The idea of recompensing patients financially for their contribution to clinical research raises “all sorts of ethical questions”, Brindle added.

“If money is a key driver for patients, then possibly those that are most desperate for money will end up in studies that they might otherwise choose not to do. Also paying participants will affect the generalisability of the research findings.”

Best standard of care

Professor Peter Weissberg, medical director at the British Heart Foundation, underlined the point about patients receiving the best standard of care available if they took part in trials, commercial or otherwise.

“This is because any new drug or treatment strategy has to be compared with current best practice. Hospitals are not always in a position constantly to monitor standards of care in their various departments, but if you are in a clinical trial your care will be monitored extremely closely as a requirement of the trial protocol.”

According to Dame Professor Sally Davis, chief medical officer and chief scientific adviser to the Department of Health, there is “a huge benefit” to patients from commercial research being conducted within the NHS.

“It gives early access to cutting-edge treatments and technologies, and ensures best care for patients throughout the study.”

In diabetes care, for example, it is important to educate and motivate patients, observed Gerry Rayman, who heads up diabetes research at Ipswich Hospital (part of the Diabetes Research Network).

As this often requires time that may be in short supply within NHS clinics, the extra resource available through clinical research “is invaluable. People recurited into studies often use this period to kick start tem into re-engaging in their diabetes care. It is well know that diabetes control almost invariable improves in the placebo group”.

Preventive benefit

Indeed, Weissberg contended, it is “hard to think of commercial trials that haven't delivered patient benefit. Even if the new treatment turns out to be less good than the current best available, that is something worth knowing. Trials that prevent potentially dangerous treatments from being widely adopted by practitioners are just as valuable as those that demonstrate a benefit”.

And the trial sponsor “only profits if the product is found to be beneficial – in which case so do patients”, he pointed out. As research funders cannot cover the cost of studies alone, “the commercial company takes the financial hit in developing the new product and testing its worth in collaboration with the NHS”. 

Industry’s motives

Weissberg did recognise, though, that more needs to be done to re-assure the public and potential clinical-trial subjects about industry’s motives.

“I think there is concern that commercially sponsored trials may not be as ‘unbiased’ as non-commercial studies because the sponsoring company has a vested interest in a good outcome,” he commented.

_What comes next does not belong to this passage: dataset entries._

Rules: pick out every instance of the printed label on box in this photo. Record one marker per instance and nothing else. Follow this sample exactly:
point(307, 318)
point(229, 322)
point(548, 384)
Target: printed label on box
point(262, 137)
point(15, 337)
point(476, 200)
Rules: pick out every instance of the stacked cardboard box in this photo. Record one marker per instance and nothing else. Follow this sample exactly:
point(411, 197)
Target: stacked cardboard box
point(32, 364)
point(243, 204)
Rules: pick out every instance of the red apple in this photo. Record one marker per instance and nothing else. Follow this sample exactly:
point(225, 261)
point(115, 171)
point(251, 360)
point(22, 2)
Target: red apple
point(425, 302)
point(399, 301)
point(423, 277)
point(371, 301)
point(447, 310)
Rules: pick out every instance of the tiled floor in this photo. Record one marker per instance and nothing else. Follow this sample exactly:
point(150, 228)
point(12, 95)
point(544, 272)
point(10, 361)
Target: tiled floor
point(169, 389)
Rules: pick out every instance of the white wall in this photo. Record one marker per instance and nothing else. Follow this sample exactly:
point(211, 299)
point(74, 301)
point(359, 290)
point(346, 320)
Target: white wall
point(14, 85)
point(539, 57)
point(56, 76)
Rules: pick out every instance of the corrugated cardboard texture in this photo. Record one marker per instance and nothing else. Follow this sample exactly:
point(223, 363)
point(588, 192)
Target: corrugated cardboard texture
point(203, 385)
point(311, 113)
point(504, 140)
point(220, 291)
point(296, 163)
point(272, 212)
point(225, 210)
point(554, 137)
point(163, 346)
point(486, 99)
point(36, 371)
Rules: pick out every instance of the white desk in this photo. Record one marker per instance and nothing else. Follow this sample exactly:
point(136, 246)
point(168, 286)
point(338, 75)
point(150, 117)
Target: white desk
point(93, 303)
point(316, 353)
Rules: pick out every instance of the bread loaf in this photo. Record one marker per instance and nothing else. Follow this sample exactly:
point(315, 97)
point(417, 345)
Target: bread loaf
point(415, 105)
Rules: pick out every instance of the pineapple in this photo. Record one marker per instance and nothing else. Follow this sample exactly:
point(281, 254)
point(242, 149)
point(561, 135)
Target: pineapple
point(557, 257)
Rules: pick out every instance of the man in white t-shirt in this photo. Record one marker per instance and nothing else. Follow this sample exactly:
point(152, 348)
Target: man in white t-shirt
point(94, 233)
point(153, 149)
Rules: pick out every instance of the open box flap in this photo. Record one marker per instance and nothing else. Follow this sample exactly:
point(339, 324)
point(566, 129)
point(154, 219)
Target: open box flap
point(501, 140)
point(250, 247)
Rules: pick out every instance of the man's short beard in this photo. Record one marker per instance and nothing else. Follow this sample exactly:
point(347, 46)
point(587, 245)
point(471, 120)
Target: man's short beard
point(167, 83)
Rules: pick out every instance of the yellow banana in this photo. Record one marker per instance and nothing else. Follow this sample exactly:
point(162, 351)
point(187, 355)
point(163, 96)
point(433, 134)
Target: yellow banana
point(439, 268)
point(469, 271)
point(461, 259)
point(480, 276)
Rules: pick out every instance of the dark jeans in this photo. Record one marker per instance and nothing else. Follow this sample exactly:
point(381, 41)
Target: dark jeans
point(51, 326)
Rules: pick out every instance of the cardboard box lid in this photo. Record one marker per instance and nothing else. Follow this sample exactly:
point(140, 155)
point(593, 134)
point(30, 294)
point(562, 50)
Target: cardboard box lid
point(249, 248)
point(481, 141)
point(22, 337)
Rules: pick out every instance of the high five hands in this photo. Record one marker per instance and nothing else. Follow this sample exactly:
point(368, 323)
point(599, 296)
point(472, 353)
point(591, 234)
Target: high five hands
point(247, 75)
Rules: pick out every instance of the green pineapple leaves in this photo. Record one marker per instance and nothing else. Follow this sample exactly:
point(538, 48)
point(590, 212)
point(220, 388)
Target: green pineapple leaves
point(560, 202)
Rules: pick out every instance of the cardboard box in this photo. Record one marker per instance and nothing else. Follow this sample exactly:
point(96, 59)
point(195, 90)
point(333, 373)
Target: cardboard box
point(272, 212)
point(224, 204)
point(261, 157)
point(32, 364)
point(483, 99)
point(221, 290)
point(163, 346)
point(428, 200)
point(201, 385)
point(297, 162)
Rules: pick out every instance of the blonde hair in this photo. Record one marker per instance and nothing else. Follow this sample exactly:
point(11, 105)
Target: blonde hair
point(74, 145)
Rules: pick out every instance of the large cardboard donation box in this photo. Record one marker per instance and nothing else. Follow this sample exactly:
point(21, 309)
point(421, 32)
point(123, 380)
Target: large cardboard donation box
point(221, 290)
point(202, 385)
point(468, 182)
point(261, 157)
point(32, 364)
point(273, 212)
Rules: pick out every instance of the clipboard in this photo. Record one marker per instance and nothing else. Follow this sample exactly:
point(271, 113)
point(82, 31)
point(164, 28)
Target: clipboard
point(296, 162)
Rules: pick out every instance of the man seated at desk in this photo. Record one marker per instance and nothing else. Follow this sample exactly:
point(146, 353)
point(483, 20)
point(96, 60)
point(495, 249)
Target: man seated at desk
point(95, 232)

That could be addressed through better awareness of “just how such trials are run these days – nearly always by an NHS-based team of clinicians who submit data to an independent (of the commercial company) steering committee that oversees progress and analysis of data”.

Moreover, industry “has let itself down by not reacting appropriately in the post-research phase when a drug starts to run into trouble after it has been adopted in routine clinical practice”, Weissberg suggested.